Photo: Johan van Buren
Photo: Johan van Buren

Church and art historians, and theologians at Amsterdam’s VU university are to carry out a major research project into the involvement of Protestant churches in slavery and colonialism, Trouw reported on Tuesday.

The Protestant church organisation PKN is cooperating with the investigation to ‘come clean’ about its past, the paper said. Churches benefited enormously from slavery, via donations from slave and plantation owners, and sometimes missionaries to Suriname were paid in enslaved people.

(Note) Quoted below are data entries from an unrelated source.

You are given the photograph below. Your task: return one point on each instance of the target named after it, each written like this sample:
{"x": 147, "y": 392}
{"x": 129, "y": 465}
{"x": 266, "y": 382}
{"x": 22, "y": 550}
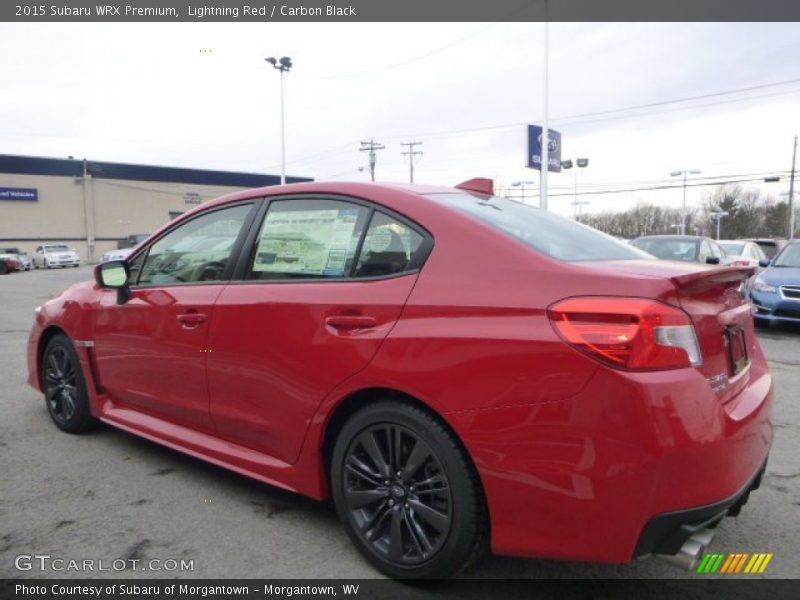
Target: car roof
{"x": 684, "y": 238}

Visible signs of slavery in churches include gravestone carvings, and caricatures of black people on paintings and stained glass windows. But the project will also focus on looking at how thoughts about slavery and racism developed within the church itself, theologian Heleen Zorgdrager told the paper.

This summer, the leaders of the four big Dutch cities wrote to parliament urging the next cabinet to do more to shine light on the Netherlands’ ‘hidden and difficult’ slave trade history.

‘The stories of slavery and colonial history must be spoken about openly,’ the council chiefs of Amsterdam, The Hague, Rotterdam and Utrecht are quoted as saying in their letter. The options include a public holiday on July 1, national research into the country’s colonial past and a specialist agency to combat racism and discrimination

In 2023, it will be 150 years since legislation to abolish slavery was actually enacted in the Netherlands.